If your birthday is this week: Your surprise party will be nothing but a marketing event for a birthday cake company.
Aries: Your Tinder date will have a lot of witty comments until the police finally catch him.
Taurus: You will enjoy a cough syrup-flavored Danish.
Gemini: You’ll lose an argument online and are forced to write a long apology in the comments section of Pornhub.
Lemini: The ghost of John Lennon will ask if you can score him some pot.
Cancer: Your fortune cookie fortune will say, “Dude, seriously? You don’t believe this shit, do you?”
Leo: Turns out, your smart phone isn’t that smart and loses all your contacts.
Virgo: WikiLeaks will threaten to release those selfies you never posted.
Libra: The stars say, watch out for clowns, it’s pie season.

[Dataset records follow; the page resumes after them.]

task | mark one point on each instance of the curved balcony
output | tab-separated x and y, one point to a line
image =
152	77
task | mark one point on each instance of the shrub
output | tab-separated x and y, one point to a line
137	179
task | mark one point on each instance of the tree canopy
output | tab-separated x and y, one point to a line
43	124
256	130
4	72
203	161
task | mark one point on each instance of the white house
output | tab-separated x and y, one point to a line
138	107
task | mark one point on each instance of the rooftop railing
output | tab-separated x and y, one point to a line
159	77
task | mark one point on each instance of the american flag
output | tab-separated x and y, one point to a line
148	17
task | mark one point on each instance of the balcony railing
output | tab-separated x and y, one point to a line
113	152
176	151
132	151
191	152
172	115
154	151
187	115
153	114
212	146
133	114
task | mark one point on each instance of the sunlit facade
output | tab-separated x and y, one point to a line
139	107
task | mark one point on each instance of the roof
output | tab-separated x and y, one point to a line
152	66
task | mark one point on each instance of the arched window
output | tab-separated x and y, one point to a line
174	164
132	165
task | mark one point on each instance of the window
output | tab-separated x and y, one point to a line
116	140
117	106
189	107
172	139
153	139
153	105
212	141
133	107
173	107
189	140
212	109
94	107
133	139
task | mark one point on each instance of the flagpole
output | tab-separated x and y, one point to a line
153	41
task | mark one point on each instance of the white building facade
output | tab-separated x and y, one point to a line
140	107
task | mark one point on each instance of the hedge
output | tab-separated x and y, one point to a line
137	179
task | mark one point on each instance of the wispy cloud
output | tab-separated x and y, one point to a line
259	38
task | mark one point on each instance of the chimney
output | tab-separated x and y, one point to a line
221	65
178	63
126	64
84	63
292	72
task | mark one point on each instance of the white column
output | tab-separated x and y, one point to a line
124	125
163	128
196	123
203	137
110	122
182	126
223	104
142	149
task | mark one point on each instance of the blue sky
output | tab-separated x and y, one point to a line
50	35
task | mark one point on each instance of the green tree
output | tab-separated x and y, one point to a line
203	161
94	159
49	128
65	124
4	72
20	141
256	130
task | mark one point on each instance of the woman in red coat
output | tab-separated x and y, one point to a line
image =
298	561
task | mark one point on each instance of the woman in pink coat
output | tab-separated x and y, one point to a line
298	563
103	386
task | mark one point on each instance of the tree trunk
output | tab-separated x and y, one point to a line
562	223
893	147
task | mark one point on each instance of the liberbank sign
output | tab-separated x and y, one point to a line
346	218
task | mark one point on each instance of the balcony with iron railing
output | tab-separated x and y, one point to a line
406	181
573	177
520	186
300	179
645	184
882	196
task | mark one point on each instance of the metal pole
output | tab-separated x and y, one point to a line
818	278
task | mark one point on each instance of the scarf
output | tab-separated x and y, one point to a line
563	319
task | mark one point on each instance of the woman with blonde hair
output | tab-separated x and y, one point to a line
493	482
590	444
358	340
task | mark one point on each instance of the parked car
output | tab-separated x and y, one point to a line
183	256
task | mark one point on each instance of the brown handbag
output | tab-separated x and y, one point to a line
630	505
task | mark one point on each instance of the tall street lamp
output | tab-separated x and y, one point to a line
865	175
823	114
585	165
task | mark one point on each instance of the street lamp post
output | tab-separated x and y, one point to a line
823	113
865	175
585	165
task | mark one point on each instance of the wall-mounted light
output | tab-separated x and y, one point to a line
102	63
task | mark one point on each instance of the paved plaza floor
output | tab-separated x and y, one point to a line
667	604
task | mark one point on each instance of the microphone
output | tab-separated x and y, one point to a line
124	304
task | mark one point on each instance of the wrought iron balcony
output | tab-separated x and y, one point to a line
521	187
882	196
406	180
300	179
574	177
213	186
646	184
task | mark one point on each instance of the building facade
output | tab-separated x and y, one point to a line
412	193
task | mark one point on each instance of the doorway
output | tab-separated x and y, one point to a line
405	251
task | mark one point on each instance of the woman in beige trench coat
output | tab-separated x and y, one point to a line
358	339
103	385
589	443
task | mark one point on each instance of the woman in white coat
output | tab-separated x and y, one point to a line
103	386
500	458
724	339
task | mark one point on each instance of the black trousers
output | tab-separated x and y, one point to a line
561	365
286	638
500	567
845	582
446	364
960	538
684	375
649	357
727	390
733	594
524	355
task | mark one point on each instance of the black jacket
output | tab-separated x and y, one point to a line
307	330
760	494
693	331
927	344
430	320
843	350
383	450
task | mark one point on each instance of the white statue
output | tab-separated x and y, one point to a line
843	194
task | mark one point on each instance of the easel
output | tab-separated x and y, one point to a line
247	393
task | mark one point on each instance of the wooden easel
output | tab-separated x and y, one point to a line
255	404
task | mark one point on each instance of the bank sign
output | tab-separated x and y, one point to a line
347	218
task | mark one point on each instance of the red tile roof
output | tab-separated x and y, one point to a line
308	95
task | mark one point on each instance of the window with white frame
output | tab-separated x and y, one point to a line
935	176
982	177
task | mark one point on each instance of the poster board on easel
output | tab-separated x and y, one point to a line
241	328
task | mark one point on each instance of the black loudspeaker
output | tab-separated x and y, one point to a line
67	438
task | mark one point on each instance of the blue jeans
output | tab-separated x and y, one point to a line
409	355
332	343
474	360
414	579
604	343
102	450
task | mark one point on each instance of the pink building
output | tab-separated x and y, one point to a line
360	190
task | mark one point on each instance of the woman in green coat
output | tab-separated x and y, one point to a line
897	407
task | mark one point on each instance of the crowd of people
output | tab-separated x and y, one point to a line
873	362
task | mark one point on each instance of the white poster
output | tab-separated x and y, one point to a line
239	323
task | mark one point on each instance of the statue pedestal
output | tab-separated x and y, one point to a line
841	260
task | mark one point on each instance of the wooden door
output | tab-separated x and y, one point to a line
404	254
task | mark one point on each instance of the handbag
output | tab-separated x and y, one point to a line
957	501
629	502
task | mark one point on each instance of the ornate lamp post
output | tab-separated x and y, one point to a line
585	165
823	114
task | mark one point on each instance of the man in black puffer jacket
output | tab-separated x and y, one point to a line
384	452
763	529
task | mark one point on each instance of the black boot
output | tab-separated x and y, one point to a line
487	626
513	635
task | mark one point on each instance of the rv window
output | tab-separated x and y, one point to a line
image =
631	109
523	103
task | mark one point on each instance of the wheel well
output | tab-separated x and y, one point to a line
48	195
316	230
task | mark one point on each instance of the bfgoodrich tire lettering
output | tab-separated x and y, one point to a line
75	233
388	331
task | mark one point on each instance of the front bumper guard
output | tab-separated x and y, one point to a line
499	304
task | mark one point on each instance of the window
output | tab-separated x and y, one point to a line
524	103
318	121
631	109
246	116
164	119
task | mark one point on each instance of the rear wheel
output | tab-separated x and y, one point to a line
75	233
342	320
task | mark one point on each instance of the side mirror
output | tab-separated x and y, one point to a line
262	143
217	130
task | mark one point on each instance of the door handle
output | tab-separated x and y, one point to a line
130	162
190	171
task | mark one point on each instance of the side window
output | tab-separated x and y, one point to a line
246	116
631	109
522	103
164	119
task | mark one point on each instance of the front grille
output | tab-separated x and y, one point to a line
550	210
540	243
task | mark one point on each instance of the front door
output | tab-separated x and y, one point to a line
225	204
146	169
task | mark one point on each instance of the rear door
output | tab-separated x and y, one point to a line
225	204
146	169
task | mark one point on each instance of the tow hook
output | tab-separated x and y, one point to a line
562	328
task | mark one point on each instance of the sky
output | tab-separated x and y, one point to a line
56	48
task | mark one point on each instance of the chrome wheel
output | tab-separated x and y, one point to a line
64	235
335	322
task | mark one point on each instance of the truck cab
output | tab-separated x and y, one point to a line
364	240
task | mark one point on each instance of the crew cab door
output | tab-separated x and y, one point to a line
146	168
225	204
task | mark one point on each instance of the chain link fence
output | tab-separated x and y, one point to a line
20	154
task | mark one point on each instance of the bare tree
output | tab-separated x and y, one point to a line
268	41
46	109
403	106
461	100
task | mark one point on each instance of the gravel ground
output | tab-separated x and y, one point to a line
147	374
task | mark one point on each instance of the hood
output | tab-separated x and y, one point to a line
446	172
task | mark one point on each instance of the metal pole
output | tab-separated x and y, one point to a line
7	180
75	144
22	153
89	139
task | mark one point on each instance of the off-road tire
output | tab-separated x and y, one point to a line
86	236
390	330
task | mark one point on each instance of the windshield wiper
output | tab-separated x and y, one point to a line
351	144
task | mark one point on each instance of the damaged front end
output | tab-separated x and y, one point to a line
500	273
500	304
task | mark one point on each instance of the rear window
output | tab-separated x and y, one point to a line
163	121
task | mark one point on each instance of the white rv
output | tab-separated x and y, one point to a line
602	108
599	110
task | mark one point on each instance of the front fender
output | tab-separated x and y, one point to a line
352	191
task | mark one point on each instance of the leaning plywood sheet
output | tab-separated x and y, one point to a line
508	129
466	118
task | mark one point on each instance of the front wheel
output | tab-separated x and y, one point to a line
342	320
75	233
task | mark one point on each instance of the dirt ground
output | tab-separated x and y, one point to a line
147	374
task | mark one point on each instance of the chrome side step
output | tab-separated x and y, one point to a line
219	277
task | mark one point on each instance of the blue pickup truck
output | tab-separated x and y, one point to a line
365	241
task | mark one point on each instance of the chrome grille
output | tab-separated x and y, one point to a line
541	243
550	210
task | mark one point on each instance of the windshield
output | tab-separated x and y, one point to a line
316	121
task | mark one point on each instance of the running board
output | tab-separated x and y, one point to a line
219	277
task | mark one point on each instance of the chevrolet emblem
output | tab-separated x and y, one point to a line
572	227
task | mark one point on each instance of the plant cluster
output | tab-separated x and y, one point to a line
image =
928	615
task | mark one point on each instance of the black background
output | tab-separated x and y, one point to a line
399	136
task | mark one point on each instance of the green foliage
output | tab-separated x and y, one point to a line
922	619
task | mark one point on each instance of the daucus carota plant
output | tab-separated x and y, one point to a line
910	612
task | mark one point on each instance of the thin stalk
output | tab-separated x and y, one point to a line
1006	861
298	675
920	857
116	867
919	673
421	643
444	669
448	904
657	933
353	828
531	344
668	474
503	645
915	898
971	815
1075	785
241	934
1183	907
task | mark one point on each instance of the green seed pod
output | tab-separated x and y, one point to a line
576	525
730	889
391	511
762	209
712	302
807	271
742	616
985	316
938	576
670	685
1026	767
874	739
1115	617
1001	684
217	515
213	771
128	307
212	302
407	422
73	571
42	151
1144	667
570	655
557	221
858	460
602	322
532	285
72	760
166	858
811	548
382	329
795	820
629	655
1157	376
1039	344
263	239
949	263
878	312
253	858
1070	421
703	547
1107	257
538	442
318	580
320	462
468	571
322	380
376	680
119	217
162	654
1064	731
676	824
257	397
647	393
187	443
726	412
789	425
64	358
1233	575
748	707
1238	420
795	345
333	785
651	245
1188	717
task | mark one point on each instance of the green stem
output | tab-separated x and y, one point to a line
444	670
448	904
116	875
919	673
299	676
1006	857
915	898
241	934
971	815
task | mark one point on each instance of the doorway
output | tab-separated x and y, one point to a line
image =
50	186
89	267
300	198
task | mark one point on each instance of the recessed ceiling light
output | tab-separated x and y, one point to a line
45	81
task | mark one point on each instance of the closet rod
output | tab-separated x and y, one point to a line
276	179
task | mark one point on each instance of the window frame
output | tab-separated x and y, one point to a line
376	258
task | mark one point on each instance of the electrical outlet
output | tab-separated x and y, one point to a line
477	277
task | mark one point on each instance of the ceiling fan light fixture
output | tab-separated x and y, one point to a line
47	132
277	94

Scorpio: You’ll make sweet love to a robot who will autodial you relentlessly for months after.
Sagittarius: You’ll make an embarrassing mistake with a microwave and a kitten.
Capricorn: Your doctor will finally admit he’s never see that many Matchbox cars on a butt x-ray.
Aquarius: You’ll find out the NSA is tracking your Spotify tracks because they like them.
Pisces: You’ll see an ice cream truck and a hot fudge truck collide, but unfortunately, the whipped cream truck swerves out of the way.